Wenn aber Sich-positiv-Wundern für die Aussicht oder für den Rück-Blick auf ein schönes Funktionieren steht, dann befindet sich der heutige Tag und sein festlicher Anlass unseres Zusammentreffens hier in Hohenmölsen unter einem guten Stern.
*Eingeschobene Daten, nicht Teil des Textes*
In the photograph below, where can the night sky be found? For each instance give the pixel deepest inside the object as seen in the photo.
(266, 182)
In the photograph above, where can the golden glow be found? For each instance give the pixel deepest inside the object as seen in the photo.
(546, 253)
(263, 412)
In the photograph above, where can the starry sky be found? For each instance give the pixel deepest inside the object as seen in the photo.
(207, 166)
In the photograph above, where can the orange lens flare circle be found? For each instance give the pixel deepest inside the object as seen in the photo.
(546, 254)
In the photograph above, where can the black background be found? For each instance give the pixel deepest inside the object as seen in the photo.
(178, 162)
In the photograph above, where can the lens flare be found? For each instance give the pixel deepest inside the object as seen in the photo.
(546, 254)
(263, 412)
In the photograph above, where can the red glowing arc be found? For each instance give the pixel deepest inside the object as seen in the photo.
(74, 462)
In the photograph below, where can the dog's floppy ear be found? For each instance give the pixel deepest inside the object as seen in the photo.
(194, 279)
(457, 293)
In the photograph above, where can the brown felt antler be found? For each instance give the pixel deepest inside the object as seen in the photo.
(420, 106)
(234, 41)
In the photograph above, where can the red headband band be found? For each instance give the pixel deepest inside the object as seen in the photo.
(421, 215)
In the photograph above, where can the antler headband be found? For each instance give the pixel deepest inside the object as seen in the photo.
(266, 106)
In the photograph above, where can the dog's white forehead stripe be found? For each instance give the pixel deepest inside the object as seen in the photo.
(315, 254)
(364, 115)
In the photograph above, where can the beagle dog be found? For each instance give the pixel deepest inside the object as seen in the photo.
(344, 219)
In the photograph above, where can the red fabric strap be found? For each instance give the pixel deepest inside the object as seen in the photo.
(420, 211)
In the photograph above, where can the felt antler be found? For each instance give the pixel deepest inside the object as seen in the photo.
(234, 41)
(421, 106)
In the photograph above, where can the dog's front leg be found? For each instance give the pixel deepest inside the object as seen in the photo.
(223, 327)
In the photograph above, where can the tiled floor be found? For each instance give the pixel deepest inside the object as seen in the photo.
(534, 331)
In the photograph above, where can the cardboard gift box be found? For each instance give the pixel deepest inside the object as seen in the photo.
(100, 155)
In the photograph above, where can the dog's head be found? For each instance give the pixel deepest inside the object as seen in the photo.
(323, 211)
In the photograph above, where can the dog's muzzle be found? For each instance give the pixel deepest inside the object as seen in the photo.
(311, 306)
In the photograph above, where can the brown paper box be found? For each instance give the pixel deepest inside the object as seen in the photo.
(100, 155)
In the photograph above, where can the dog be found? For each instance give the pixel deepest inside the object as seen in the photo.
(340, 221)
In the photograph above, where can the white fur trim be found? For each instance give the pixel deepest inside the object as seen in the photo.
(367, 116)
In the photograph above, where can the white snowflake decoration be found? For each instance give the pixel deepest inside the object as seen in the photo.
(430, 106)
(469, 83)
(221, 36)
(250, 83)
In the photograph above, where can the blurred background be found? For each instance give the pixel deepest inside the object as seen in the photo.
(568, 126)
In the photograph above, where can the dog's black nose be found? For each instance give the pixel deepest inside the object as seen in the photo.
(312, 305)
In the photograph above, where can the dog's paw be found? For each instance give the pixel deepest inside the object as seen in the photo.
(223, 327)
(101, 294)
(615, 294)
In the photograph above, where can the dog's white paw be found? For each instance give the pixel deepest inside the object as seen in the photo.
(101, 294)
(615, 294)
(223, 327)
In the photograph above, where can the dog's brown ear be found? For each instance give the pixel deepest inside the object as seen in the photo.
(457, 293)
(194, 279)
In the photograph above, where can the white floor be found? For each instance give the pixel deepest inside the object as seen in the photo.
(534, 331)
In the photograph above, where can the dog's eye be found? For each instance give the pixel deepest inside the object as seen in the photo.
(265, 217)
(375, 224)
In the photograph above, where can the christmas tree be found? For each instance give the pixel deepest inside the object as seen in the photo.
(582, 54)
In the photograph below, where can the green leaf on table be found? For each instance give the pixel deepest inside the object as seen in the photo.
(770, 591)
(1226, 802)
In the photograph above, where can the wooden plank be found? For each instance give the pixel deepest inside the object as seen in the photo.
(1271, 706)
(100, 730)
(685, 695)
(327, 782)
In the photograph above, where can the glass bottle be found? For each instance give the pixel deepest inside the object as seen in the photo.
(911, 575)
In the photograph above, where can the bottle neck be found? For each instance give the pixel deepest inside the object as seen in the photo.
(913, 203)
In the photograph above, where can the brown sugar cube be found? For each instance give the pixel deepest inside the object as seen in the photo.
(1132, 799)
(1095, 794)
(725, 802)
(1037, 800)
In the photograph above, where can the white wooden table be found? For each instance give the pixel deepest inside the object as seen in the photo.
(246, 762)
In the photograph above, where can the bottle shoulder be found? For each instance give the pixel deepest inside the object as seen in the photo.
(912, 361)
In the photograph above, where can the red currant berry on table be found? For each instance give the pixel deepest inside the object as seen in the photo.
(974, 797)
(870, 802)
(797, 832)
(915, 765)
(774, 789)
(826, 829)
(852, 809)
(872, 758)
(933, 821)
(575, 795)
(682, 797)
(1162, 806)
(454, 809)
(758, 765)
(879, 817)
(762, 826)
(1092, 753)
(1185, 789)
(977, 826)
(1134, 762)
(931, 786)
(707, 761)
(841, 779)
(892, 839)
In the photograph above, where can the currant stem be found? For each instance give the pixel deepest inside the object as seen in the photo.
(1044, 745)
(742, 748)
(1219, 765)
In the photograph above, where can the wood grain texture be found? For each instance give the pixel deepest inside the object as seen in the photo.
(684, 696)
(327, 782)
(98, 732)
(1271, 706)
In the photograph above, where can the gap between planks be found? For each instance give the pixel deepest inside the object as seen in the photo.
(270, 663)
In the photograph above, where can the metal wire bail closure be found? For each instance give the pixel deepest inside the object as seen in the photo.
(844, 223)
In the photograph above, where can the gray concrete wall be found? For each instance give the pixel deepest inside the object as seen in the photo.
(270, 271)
Wir sind zu dieser Stunde nämlich Augen- und Ohrenzeugen einer Kette von Wundern.
DAS ERSTE steht schon mal, in aller Bescheidenheit gesagt, vor ihnen – mit der leibhaftigen Erscheinung eines Design-Wortemachers hinterm Rednerpult, betraut mit der Aufgabe, den Festvortrag zu halten: zu einem so außerordentlichen – und für gewöhnlich von ordentlichen Politikern und ordentlichen Professoren festrednerisch begleiteten Ereignis wie der Einweihung eines Firmensitzes. Einer Produktionsstätte überdies, die nicht etwa Designerschmuck oder anderes Wohlstands-Kulturgut herstellt, sondern so etwas Hand- beziehungsweise Fußfestes wie Schuhe. Bequemschuhe und medizinische Spezialschuhe zudem!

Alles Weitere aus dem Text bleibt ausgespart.